Perempuan Paling Hujan
Episode 8


__ADS_3

“Nanti bapak bicarakan sama, Prisa.” Jawab Bapak.


“Tidak usah Pak, nanti juga kalau jodoh ‘gak kemana kok,” balas mas Sata.


“Tapi kalau nikah sama Prisa kamu mau ‘gak?”


“Secepatnya kalau Prisa bersedia aku mau, Pak.” Jawab mas Sata tegas.

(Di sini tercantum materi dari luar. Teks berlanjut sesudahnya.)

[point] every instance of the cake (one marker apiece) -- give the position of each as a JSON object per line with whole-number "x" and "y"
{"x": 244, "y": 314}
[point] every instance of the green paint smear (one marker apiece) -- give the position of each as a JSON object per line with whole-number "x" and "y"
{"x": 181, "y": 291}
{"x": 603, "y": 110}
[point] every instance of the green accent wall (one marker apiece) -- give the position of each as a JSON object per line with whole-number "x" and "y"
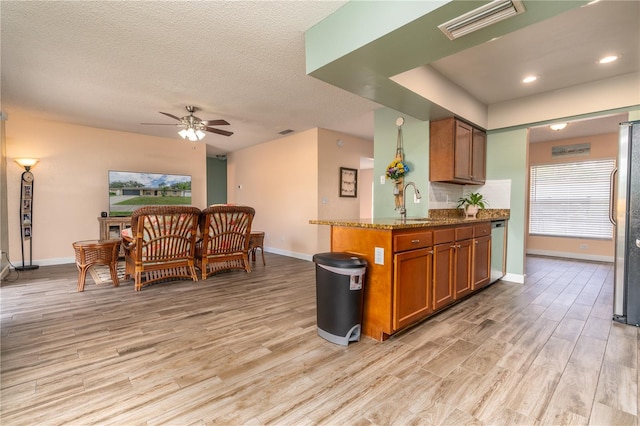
{"x": 507, "y": 159}
{"x": 216, "y": 181}
{"x": 415, "y": 137}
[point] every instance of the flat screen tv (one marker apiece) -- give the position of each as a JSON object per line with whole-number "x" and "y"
{"x": 130, "y": 190}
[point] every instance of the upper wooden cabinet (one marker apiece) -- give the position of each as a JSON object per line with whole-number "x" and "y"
{"x": 457, "y": 152}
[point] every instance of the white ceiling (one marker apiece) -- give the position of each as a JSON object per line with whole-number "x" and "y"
{"x": 115, "y": 65}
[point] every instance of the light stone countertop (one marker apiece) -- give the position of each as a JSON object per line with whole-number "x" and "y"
{"x": 436, "y": 218}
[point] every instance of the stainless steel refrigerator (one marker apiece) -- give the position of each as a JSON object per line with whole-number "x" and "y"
{"x": 625, "y": 215}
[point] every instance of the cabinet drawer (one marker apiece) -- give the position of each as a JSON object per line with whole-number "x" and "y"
{"x": 441, "y": 236}
{"x": 464, "y": 233}
{"x": 482, "y": 229}
{"x": 414, "y": 240}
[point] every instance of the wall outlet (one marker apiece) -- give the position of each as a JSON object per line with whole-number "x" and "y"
{"x": 379, "y": 256}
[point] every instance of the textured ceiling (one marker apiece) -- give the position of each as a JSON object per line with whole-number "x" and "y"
{"x": 115, "y": 65}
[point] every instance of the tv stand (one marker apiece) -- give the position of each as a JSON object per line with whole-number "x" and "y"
{"x": 111, "y": 228}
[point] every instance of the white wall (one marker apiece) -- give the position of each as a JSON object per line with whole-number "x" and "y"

Entah kenapa aku rasanya senang mendengar itu. Apa diam-diam hatiku sudah lebih dulu merasakan cinta daripada akal? Tapi sekali lagi aku pikirkan tentang Syawal yang sebenarnya lebih disuka oleh akal ku. Aku dibuat dilema. Namun, sepertinya apa yang datangnya dari hati selalu menawarkan kebahagian. Karena hati tak melihat bentuk tapi menangkap rasa. Lagipula tuhan itu dekatnya di hati, jika sebuah isyarat datang pastilah melalui hati bukan langsung ke otak.


Pika … pikaaa … cuuuu ….


Suara notifikasi ponselku kembali berdering. Aku mengangkat telpon dari Syawal. Lagipula tidak ada alasan kalau aku tiba-tiba menghilang tanpa kabar.


“Hallo Pris, kamu kok ‘gak ada kabar seharian ini. Btw nanti malam aku jemput ‘gak?”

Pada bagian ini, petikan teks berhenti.